## Data Importation

In [None]:
import pandas as pd
import matplotlib.pyplot as plt

# Load in the dataset
df = pd.read_csv("original_dataset.csv")

# Display basic information about the dataset
df.info()


The original dataset was loading into a Pandas Dataframe. Based off of the `.info()`, the dataset contains 6,607 records and 20 columns and the data types were identified, a mix of numerical and categorical values.

**Numerical Values**
* `Hours_Studied`
* `Attendance`
* `Sleep_Hours`
* `Previous_Scores`
* `Tutoring_Sessions`
* `Physical_Activity`
* `Exam_Score`

**Categorical Values**
* `Parental_Involvement`
* `Access_to_Resources`
* `Extracurricular_Activities`
* `Motivation_Level`
* `Internet_Access`
* `Family_Income`
* `Teacher_Quality`
* `School_Type`
* `Peer_Influence`
* `Learning_Disabilities`
* `Parental_Education_Level`
* `Distance_from_Home`
* `Gender`

## Initial Exploration

We first looked at the dataset using `.describe()` to generate a statistical summary of the numerical columns. A histogram and box plot were used to look at the exam score distributions and see if there any outliers. 

In [None]:
# Create summary statistics for numerical columns
df.describe()

In [None]:
# Plot 1: Histogram of Exam Score
plt.figure(figsize=(8, 6))
plt.hist(df['Exam_Score'], bins=30, edgecolor='black')
plt.title('Distribution of Exam Scores')
plt.xlabel('Exam Score')
plt.ylabel('Frequency')
plt.show()

### Plot 1 Insights
* The bell-shaped curve suggests that most of the students are performing within a similar range, 60-75 with some outliers.
* The peak of the plot is around 67 which aligns with the mean from the statistical summary above for the `Exam_Score`.
* There are a few outliers slightly above 100. 

In [None]:
# Plot 2: Box Plot of Exam Score by Parental Involvement
plt.figure(figsize=(8,6))
categories = df['Parental_Involvement'].dropna().unique()
data_to_plot = [df[df['Parental_Involvement'] == cat]['Exam_Score'] for cat in categories]
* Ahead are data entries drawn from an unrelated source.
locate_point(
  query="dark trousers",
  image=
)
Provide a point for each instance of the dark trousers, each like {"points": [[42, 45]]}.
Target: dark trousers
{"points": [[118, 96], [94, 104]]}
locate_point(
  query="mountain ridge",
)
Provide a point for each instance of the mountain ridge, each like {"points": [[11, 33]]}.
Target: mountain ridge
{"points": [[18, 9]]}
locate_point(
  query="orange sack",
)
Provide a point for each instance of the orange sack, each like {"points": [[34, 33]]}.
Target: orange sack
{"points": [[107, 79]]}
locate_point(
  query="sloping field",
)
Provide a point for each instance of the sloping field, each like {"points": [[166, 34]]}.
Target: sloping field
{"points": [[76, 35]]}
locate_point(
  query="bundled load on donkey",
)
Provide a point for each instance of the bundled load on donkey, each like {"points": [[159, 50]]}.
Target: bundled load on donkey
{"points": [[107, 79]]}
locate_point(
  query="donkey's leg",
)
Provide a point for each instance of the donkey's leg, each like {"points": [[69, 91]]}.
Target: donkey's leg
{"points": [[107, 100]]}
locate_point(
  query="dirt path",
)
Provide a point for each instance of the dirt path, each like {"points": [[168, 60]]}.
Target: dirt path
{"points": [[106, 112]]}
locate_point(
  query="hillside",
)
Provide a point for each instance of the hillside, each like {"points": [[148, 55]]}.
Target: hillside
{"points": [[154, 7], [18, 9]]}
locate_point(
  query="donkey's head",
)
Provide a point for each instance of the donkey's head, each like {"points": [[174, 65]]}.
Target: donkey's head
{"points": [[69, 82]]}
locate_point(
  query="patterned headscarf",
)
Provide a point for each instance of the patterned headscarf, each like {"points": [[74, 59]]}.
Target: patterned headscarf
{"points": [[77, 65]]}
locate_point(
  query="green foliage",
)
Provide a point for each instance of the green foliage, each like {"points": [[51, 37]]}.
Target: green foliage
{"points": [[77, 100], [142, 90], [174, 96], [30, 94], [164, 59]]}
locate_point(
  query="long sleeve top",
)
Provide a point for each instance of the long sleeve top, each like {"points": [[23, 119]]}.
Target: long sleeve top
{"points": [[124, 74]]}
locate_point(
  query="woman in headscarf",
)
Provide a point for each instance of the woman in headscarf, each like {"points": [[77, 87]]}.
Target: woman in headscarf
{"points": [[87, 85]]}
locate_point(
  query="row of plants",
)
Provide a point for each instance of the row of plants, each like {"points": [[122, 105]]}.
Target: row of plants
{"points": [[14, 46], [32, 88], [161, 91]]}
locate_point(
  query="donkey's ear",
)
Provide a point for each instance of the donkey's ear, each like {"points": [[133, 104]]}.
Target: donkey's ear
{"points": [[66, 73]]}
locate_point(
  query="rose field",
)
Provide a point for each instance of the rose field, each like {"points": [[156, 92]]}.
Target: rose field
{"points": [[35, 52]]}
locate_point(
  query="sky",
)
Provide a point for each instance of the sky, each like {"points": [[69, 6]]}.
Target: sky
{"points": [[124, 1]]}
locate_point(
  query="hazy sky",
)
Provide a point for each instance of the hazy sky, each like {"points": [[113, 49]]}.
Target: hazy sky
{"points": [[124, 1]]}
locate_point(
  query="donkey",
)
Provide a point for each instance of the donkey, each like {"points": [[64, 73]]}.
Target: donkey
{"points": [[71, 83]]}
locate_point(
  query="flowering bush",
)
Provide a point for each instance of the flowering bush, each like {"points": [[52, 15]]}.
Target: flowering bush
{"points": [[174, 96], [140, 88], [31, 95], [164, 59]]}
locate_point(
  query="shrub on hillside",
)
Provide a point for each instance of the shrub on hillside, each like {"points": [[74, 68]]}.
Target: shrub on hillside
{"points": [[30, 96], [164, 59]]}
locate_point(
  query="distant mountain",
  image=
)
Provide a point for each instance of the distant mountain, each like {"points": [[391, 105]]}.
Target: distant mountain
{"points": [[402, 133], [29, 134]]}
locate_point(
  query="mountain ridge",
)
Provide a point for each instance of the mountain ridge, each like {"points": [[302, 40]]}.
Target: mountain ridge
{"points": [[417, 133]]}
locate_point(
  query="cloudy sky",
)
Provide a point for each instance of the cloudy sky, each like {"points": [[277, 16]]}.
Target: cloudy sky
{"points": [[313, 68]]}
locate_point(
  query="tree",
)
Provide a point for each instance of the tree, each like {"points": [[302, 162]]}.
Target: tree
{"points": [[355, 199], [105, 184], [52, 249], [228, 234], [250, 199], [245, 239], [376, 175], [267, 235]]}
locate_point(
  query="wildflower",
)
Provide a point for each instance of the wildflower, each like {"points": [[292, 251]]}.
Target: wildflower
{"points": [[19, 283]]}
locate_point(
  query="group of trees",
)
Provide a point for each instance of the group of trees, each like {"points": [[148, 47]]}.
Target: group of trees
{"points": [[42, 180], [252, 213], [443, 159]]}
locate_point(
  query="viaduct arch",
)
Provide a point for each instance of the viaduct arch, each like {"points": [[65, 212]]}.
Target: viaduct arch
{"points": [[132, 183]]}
plt.boxplot(data_to_plot, labels=categories)
plt.title('Exam Score by Parental Involvement')
plt.xlabel('Parental Involvement')
plt.ylabel('Exam Score')
plt.grid()
plt.show()

### Plot 2 Insights
* Students with **High** parental involvement tend to score better with the highest median exam scores, then **Medium**, and lastly **Low**, which suggests that there is a positive relationship between parental involvement and exam scores.
* Each group contains several outliers towards the higher end of exam scores. This shows that there are students who are performing well regardless of how involved their parents are or possible just some inconsistencies in reporting and grading. 

## Cleaning Dataset

### Missing Data:
There were three columns that had missing values:
* Teacher_Quality - 78
* Parental_Education_Level - 90
* Distance_from_Home - 67

For these missing values, we used **mode** because the mode represents the most common and likely value.

### Outliers:
We saw from two plots that there were some exam scores that were above 100. To avoid these outliers, we chose to cap the scores at 100 so that we could still maintain our full dataset. 

In [None]:
# Check for any missing values
missing_values = df.isnull().sum()

print(f"Missing Values per Column:\n", missing_values)

In [7]:
# Represent any missing cateogrical values with the mode
df['Teacher_Quality'].fillna(df['Teacher_Quality'].mode()[0])
df['Parental_Education_Level'].fillna(df['Parental_Education_Level'].mode()[0])
df['Distance_from_Home'].fillna(df['Distance_from_Home'].mode()[0])

# Cap Exam_Score at 100 in case any value exceeds it
df['Exam_Score'] = df['Exam_Score'].apply(lambda x: min(x, 100))

# Save Cleaned Dataset
file_path = "cleaned_dataset.csv"
df.to_csv(file_path, index=False)